Punches in Victorian Style
When you think of the Victorian style, it immediately evokes images of a large decor elaborated with pattern, color and decoration. The Victorian era is classified between 1837 and 1901 under the reign of Queen Victoria. The design at that time was inspired by nature and geometry, with the rich style of use in their homes to flaunt their wealth.
The color was used to show the importance of a room, with darker and richer shades present in the library or living room. Over time, the Victorian style has changed, with these darker tones becoming more valuable throughout the home, often due to the detrimental effect of pollution in the cities.
The most used colors in Victorian design were tertiary colors, which are made by mixing equal amounts of primary and secondary colors. So, if you're looking for a Victorian look in your home, choose warm, subdued tones such as mahogany brown, burgundy, plum, mustard yellow, gold, sage, olive green and lavender.
During the Victorian era all colors were produced from the organic pigments that were available at that time, so considering the limitations there was a surprising variety of color. Some paint companies claim to offer classic Victorian paint shades, which may give a good impression, though, after a more authentic look, some specialists provide paint based on traditional organic materials.

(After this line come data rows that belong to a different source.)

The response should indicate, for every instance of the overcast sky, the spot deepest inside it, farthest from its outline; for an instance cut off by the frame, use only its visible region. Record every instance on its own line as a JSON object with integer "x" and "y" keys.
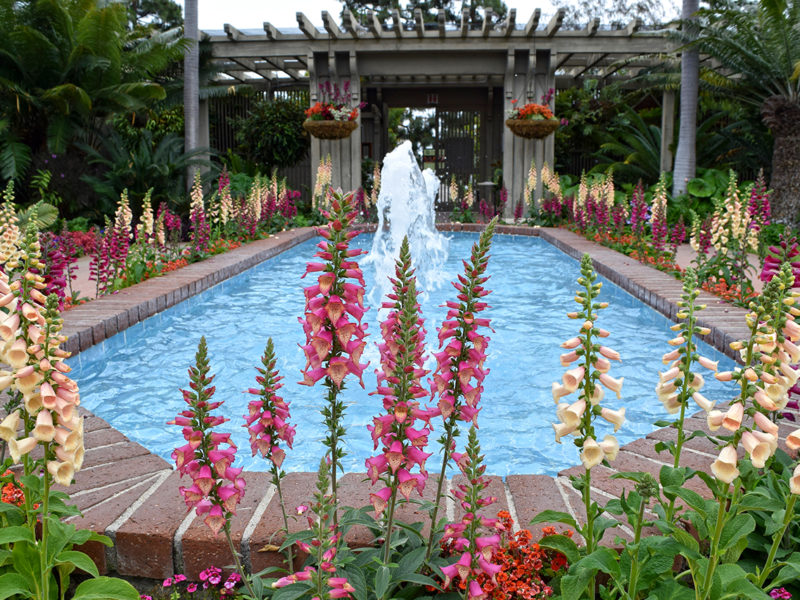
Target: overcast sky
{"x": 251, "y": 14}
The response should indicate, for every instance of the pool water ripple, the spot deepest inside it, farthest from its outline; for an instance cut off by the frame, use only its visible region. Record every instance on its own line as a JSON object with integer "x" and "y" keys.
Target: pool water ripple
{"x": 132, "y": 379}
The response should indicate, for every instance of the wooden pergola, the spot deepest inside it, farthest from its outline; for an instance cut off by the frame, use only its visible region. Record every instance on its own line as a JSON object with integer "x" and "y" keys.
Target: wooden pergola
{"x": 437, "y": 65}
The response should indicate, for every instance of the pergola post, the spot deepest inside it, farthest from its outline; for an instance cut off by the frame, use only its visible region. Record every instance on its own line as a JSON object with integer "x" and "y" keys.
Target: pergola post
{"x": 667, "y": 129}
{"x": 528, "y": 76}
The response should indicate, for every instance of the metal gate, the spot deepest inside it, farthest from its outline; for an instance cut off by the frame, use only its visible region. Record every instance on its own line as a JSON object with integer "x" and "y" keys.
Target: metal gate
{"x": 457, "y": 149}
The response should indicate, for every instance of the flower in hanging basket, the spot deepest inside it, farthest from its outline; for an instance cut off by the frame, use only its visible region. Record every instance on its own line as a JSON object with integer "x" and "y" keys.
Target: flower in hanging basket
{"x": 533, "y": 121}
{"x": 335, "y": 104}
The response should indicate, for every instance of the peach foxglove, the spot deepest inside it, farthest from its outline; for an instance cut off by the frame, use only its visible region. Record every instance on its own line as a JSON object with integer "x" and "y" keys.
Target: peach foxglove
{"x": 62, "y": 472}
{"x": 591, "y": 454}
{"x": 765, "y": 424}
{"x": 572, "y": 378}
{"x": 708, "y": 363}
{"x": 725, "y": 467}
{"x": 561, "y": 430}
{"x": 671, "y": 356}
{"x": 609, "y": 353}
{"x": 19, "y": 448}
{"x": 610, "y": 447}
{"x": 793, "y": 440}
{"x": 559, "y": 391}
{"x": 615, "y": 385}
{"x": 733, "y": 418}
{"x": 703, "y": 402}
{"x": 9, "y": 425}
{"x": 571, "y": 343}
{"x": 615, "y": 417}
{"x": 759, "y": 451}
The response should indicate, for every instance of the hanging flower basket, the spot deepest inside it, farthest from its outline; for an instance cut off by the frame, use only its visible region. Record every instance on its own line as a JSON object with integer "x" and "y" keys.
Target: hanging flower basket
{"x": 329, "y": 129}
{"x": 536, "y": 129}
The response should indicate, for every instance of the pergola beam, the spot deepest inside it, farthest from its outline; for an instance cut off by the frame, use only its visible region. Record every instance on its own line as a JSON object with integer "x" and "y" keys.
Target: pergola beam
{"x": 511, "y": 22}
{"x": 350, "y": 23}
{"x": 330, "y": 25}
{"x": 533, "y": 23}
{"x": 272, "y": 32}
{"x": 487, "y": 22}
{"x": 555, "y": 23}
{"x": 306, "y": 26}
{"x": 398, "y": 26}
{"x": 419, "y": 24}
{"x": 374, "y": 25}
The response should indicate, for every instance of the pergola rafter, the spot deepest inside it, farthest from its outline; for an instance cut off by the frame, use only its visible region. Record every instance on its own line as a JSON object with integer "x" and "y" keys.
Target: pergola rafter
{"x": 488, "y": 65}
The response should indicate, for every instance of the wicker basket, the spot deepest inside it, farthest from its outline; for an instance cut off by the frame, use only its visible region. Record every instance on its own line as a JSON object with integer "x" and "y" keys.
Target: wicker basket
{"x": 532, "y": 128}
{"x": 330, "y": 130}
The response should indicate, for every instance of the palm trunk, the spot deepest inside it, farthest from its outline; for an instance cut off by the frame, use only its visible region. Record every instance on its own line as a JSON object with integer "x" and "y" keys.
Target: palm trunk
{"x": 191, "y": 84}
{"x": 685, "y": 154}
{"x": 782, "y": 116}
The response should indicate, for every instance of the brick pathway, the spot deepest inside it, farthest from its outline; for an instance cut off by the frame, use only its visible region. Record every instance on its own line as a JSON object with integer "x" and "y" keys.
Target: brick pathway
{"x": 131, "y": 495}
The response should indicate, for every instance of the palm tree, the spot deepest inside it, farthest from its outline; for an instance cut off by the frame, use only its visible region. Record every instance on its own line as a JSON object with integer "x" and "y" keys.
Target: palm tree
{"x": 685, "y": 155}
{"x": 757, "y": 51}
{"x": 191, "y": 82}
{"x": 65, "y": 67}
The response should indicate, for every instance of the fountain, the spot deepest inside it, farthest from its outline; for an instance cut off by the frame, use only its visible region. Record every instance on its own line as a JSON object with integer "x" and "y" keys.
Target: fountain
{"x": 406, "y": 208}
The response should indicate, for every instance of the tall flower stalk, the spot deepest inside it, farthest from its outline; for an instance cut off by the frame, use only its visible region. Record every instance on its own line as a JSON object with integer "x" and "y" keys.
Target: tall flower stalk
{"x": 217, "y": 487}
{"x": 476, "y": 550}
{"x": 399, "y": 382}
{"x": 578, "y": 417}
{"x": 458, "y": 378}
{"x": 332, "y": 321}
{"x": 267, "y": 424}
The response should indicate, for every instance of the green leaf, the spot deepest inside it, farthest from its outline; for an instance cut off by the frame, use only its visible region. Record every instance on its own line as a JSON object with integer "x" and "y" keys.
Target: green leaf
{"x": 12, "y": 584}
{"x": 789, "y": 572}
{"x": 17, "y": 533}
{"x": 382, "y": 577}
{"x": 410, "y": 562}
{"x": 602, "y": 559}
{"x": 563, "y": 544}
{"x": 554, "y": 516}
{"x": 105, "y": 588}
{"x": 575, "y": 583}
{"x": 79, "y": 560}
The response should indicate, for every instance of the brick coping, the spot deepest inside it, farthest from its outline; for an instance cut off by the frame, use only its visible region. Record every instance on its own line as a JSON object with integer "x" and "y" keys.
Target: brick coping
{"x": 132, "y": 495}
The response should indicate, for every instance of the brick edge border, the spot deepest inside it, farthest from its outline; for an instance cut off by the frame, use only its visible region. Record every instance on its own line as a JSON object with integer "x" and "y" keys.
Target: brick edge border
{"x": 131, "y": 495}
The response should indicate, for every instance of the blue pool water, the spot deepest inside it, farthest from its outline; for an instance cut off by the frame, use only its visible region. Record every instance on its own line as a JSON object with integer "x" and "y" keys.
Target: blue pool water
{"x": 132, "y": 379}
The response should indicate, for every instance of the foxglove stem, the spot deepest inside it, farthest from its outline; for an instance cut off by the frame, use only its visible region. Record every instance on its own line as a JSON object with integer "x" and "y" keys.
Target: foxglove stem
{"x": 471, "y": 291}
{"x": 776, "y": 541}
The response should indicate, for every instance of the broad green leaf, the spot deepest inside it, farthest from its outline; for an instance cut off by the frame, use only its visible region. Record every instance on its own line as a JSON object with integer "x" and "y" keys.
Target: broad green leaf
{"x": 554, "y": 516}
{"x": 17, "y": 533}
{"x": 602, "y": 559}
{"x": 292, "y": 592}
{"x": 105, "y": 588}
{"x": 735, "y": 529}
{"x": 563, "y": 544}
{"x": 79, "y": 560}
{"x": 575, "y": 583}
{"x": 12, "y": 584}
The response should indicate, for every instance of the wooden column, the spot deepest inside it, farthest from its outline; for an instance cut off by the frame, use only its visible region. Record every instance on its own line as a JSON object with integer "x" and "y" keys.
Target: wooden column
{"x": 338, "y": 68}
{"x": 667, "y": 129}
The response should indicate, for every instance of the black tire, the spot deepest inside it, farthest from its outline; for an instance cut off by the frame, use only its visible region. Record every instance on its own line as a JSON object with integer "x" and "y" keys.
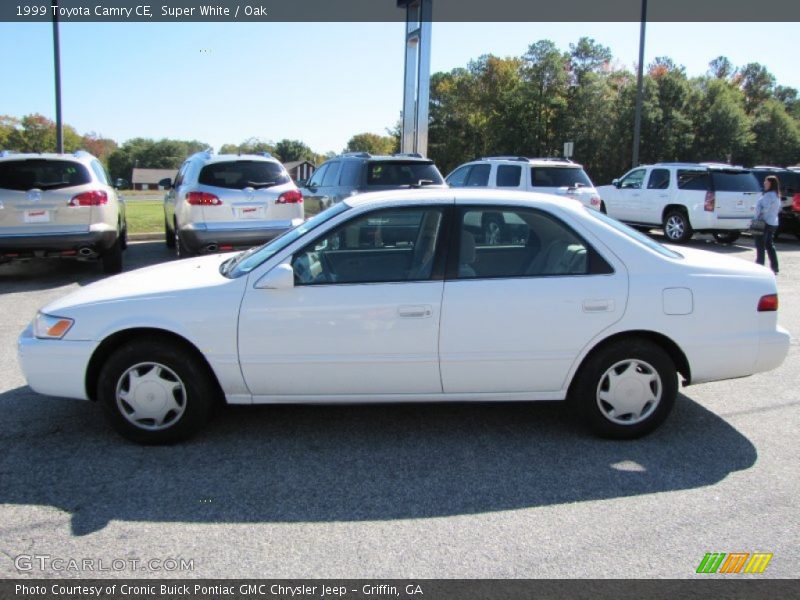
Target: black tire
{"x": 726, "y": 237}
{"x": 677, "y": 228}
{"x": 169, "y": 235}
{"x": 112, "y": 258}
{"x": 175, "y": 377}
{"x": 640, "y": 366}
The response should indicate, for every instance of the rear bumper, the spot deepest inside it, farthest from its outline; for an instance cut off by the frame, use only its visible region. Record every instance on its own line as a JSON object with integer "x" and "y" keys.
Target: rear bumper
{"x": 197, "y": 237}
{"x": 28, "y": 246}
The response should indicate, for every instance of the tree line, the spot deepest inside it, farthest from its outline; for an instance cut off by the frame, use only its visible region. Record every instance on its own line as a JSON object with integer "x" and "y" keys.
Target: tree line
{"x": 530, "y": 105}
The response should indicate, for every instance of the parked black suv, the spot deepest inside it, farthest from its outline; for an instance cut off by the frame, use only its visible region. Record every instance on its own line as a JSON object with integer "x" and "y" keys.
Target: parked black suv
{"x": 790, "y": 197}
{"x": 358, "y": 172}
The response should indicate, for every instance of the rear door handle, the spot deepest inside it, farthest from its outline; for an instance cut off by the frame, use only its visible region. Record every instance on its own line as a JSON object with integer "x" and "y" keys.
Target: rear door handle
{"x": 415, "y": 311}
{"x": 598, "y": 306}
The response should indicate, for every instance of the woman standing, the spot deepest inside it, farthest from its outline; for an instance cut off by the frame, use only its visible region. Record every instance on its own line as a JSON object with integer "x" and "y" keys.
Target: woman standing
{"x": 767, "y": 208}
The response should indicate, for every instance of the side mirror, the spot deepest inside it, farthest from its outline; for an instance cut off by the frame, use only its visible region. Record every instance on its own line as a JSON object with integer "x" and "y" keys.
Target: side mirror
{"x": 279, "y": 278}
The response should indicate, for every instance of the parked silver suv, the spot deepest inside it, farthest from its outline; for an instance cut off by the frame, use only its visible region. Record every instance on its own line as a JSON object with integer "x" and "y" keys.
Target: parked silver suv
{"x": 227, "y": 201}
{"x": 62, "y": 206}
{"x": 557, "y": 176}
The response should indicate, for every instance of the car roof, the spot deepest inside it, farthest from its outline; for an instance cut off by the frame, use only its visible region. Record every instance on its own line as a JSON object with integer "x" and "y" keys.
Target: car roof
{"x": 79, "y": 156}
{"x": 459, "y": 196}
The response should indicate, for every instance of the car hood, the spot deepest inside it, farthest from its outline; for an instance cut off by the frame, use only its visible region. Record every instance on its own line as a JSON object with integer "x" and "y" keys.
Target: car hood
{"x": 166, "y": 279}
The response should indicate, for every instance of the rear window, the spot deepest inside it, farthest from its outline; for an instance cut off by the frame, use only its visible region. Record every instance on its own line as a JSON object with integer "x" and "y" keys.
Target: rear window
{"x": 44, "y": 174}
{"x": 240, "y": 174}
{"x": 734, "y": 181}
{"x": 384, "y": 173}
{"x": 559, "y": 177}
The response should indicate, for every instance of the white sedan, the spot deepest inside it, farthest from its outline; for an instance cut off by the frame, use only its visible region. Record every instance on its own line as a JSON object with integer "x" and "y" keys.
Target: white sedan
{"x": 398, "y": 297}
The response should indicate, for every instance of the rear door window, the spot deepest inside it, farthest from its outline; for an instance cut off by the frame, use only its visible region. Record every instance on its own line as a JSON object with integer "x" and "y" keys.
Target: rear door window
{"x": 396, "y": 174}
{"x": 559, "y": 177}
{"x": 241, "y": 174}
{"x": 43, "y": 174}
{"x": 692, "y": 180}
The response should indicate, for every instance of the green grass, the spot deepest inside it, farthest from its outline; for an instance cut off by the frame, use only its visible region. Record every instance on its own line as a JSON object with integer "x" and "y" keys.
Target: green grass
{"x": 145, "y": 216}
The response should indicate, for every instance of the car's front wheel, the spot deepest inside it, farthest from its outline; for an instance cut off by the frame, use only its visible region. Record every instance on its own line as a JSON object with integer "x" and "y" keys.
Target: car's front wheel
{"x": 156, "y": 391}
{"x": 626, "y": 389}
{"x": 676, "y": 227}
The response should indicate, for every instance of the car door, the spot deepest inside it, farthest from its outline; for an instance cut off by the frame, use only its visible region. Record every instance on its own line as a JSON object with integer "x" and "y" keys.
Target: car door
{"x": 627, "y": 206}
{"x": 516, "y": 316}
{"x": 362, "y": 320}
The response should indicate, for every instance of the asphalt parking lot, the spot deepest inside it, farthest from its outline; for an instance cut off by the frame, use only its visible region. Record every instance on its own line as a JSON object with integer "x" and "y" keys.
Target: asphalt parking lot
{"x": 432, "y": 491}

Almost all surfaces of the Victorian house were patterned, particularly intricate decorations with flora and fauna, which is a popular theme for stencils, wallpapers, fabrics and the rugs. Geometric patterns and stripes also play an important role in creating an authentic Victorian style. This love of the motif continues on furniture, ornaments and wall moldings. The walls have been decorated with prints, dado rails and paneling. Corniche was an incredibly popular feature of Victorian homes, with Victorian-style cornice being easily recognizable by its many ridges, curves and deep inland creek with shallow depth and a long projection on the ceiling.
Get The Victorian Look In Your Home
As mentioned Victorian design was often synonymous with decadence and class, so adding a touch of Victorian style to your home will add value to any room . Victorian-influenced furnishings, wallpapers and fabrics are widely available from wholesalers and dealers, and there are a variety of offers to suit different budgets.
If you're looking to easily add a period feature to your home, the traditional decorative cornice is perfect for adding a subtle touch of Victorian style. To go even further, you can add rosettes, domes and tiles to brighten your fixture or add interest to your ceiling. The high baseboards were also a feature and this effect can be achieved with a simple standard height skirt, then adding a dado panel rail 10-15 cm above and painting the entire surface of a color different from the rest of the wall to give this bigger result.
Whether you're looking to turn your home into a complete Victorian dream home or just want a few elements to get a traditional-looking look, there are a wide variety of options that will give your home authentic style and elegance.